EVになるとみんな同じようなクルマになる……ソイツは半分ホントで半分ウソだ。単純に日本においてシトロエン初のバッテリーEVとなるE-C4。エンジン車のような面白さは正直ないけど、やっぱり全体を通じて感じる衝撃のシトロエン・フィールが濃厚だからだ。ボディ・サイズとホイールベースはディーゼル版C4と全く同じ。前後トレッドに最低地上高、最小回転半径も全く同じで露骨に違うのは約250kg重い車重ぐらい。見た目もバッジ以外はフロント・バンパーやサイドに付いてるエアバンプ造形やドア・トリム加飾がブルー系になるくらい。だが乗った瞬間「ああシトロエン」だと分かる。EVになっても変わらない、アクセルを踏んだ瞬間、分厚いトルクでボディの塊がワープするような加速感や、荒さを感じないステアリング・フィールと乗り心地。この優しさはシトロエンでしかありえない。ついでにある意味、EVファンをガッカリさせるのは実はたいして速くないこと。136ps&260Nmのモーター出力はディーゼルとさほど変わらない。電動化時代でも最後に残るのは濃いキャラクターなのよ。

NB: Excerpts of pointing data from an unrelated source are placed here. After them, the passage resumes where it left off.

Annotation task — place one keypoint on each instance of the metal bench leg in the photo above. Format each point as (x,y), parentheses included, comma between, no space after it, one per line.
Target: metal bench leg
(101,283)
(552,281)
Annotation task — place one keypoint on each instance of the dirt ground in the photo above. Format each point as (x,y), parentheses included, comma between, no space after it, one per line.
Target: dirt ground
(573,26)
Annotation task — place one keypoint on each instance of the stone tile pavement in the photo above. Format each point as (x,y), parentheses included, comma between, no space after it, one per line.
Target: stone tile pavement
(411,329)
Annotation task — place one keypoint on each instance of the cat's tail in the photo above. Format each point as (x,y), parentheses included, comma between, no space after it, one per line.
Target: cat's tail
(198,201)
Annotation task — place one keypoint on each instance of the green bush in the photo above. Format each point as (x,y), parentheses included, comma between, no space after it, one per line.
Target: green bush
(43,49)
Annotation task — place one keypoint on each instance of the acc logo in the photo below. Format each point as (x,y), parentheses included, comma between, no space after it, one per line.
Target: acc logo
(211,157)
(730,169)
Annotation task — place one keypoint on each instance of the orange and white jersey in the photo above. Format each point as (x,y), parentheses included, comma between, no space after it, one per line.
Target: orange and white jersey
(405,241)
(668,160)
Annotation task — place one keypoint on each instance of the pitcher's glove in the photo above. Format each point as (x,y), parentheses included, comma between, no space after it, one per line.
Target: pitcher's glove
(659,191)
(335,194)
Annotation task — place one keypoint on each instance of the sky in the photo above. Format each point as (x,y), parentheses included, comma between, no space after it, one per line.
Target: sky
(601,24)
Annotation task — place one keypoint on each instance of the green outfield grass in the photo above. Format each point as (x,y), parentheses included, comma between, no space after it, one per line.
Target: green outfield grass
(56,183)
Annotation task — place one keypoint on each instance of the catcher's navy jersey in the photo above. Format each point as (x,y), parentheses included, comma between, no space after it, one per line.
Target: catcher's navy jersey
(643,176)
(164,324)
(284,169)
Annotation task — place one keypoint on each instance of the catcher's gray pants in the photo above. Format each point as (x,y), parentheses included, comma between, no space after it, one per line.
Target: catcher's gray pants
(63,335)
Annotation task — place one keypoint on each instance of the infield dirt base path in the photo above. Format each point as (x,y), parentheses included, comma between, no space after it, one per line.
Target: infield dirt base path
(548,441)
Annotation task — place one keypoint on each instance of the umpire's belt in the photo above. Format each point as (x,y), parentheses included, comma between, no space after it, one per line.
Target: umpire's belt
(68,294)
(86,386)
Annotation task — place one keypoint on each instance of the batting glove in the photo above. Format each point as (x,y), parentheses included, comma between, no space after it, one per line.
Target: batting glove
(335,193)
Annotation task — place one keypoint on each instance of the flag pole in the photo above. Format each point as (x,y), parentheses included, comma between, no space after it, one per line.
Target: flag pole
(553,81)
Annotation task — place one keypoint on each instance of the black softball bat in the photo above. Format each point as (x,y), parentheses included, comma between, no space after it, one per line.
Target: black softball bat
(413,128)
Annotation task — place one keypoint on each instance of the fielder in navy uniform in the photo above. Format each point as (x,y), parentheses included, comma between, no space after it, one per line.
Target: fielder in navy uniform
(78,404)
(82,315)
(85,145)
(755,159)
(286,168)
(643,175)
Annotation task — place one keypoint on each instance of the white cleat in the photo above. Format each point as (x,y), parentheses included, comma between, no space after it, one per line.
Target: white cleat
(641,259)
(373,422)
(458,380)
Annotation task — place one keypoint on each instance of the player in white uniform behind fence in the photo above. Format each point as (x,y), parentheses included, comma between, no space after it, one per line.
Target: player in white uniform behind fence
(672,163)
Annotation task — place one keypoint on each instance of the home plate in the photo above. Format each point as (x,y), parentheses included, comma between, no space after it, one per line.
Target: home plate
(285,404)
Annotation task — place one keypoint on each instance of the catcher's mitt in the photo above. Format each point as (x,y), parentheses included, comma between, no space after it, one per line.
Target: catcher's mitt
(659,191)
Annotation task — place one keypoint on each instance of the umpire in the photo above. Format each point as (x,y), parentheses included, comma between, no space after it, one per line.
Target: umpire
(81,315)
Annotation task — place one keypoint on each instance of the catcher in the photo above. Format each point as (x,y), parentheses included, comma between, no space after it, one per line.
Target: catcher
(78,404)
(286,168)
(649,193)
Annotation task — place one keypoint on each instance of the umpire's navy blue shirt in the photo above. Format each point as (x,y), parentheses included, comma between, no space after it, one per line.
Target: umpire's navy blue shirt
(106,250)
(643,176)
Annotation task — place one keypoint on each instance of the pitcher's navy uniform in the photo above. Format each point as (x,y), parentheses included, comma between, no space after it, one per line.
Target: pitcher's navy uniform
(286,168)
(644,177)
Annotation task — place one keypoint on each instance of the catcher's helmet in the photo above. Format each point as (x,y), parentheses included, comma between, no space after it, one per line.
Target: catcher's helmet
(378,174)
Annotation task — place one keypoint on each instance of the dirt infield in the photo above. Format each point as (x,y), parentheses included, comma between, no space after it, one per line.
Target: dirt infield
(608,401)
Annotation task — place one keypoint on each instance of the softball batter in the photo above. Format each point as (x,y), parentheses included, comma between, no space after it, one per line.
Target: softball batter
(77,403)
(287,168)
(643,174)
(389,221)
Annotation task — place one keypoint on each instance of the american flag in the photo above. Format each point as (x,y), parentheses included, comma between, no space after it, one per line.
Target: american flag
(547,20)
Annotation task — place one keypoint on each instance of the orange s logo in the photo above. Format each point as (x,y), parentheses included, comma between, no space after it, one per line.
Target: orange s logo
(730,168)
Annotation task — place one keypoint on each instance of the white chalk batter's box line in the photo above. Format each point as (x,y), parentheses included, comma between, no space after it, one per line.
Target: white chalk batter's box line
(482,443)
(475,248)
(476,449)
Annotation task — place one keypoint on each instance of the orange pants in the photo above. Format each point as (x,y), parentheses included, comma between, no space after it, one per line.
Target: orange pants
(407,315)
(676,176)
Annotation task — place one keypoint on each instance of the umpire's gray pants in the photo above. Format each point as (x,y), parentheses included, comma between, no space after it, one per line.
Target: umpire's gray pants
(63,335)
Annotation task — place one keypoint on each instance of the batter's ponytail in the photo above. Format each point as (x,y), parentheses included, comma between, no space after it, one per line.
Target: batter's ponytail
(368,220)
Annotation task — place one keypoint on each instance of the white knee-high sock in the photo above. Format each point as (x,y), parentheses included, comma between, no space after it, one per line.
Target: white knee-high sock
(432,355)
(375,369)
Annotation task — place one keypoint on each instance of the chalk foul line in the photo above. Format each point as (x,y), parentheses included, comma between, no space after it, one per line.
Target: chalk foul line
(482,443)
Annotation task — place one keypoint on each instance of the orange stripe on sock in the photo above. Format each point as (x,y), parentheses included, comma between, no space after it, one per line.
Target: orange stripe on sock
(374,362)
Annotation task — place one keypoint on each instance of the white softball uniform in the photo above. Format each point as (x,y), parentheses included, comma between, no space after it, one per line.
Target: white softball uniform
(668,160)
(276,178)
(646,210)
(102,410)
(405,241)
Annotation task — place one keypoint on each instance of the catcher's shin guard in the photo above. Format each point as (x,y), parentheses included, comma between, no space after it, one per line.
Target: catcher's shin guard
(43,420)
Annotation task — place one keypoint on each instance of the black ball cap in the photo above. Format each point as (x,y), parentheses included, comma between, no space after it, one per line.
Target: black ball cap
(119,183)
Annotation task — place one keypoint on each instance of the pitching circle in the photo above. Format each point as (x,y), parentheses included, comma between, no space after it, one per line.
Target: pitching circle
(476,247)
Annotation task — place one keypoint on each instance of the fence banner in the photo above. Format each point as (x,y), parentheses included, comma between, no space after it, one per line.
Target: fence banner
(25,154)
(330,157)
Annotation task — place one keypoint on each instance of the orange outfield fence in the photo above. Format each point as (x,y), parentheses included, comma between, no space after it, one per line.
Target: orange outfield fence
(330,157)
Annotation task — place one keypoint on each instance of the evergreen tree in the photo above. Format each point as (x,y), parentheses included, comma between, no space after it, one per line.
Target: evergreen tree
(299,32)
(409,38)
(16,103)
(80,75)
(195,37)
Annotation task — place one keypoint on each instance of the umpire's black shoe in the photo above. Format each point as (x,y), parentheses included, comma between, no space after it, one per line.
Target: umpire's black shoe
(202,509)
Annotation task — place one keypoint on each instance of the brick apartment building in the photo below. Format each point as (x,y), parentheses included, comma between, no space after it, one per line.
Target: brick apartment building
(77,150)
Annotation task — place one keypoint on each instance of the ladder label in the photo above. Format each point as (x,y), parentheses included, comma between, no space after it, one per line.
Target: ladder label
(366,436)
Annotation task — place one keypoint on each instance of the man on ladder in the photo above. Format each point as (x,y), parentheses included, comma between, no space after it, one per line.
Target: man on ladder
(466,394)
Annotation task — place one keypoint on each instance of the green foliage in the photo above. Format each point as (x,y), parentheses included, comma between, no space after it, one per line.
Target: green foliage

マセラティ・グレカーレ・トロフェオ「絶妙にイタリアン」

「最近国産(レクサス)からの乗り換えが増えているんですよ」(マセラティ関係者)というグレカーレ。ご存知最強プレミアムSUV、ポルシェ・カイエン・キラーだが、最近徐々にその魅力を拡大している。それは乗れば歴然だ。車体はほぼ2mの全幅を除けば扱い易く、しかも近くで見るとほどよくドイツ系よりエロい。より鯉のようにすぼまったフロントマスクや腰高な欧米人女性のようなリアは他にない存在感アリ。リッチで光沢ある本革シートや、スポーティかつイマドキデジタル性能が高いインテリアも満足度高し。なにより走り味だ。中でも今回乗ったトロフェオはスーパーカーMC20譲りの3リッターV6ターボ搭載。多少デチューンされているとはいえ、530ps&620Nmのパワー&トルクは暴力的。しかも乗って驚くが、足回りの硬さは期待通りのスパルタンさだが、サウンドやふけの良さはドイツ系よりおとなしめ。この当たりの慎ましさがほどよく日本人の心を捉えているのだ。見た目はエロく乗るとちょっと控え目。絶妙なイタリアンなのだ。




ミニ・ジョン・クーパー・ワークス「乗るなら今!」

BMWミニの躍進は、元オーナー小沢が言うまでもない。独特のサイズ感、可愛さ、そしてゴーカート・フィールで世界的人気を博した。中でもメイン3ドアは3代目がもうすぐ終わろうとしており、2024年3月には4代目が日本で登場予定。しかし、ご存知電動化の昨今、ICEのみを搭載するミニは2025年にはなくなり、2030年までにはBEVブランドになるという。つまり次はほとんどEVか半EVになる。加えてBMWミニは初代こそブリティッシュ・ミニを思い起こさせるダイレクトなゴーカート味が濃厚だったが2代目で半減、3代目でますますBMWっぽくなった。つまり4代目は電動化が進むどころかフィールもさらにリアルBMWになることが予想される。つまりリアルなガソリン味で絶妙にゴーカート・フィールが残り、しかも味が最も濃厚なのは最後の3ドア、ジョン・クーパー・ワークス=JCWしかない。実際乗ると全長3.9m切りでほぼ5ナンバーに近いコンパクトさはもちろん、純ガソリンで231ps&320Nmのパワー&トルクが懐かしい。今を逃したら買えない!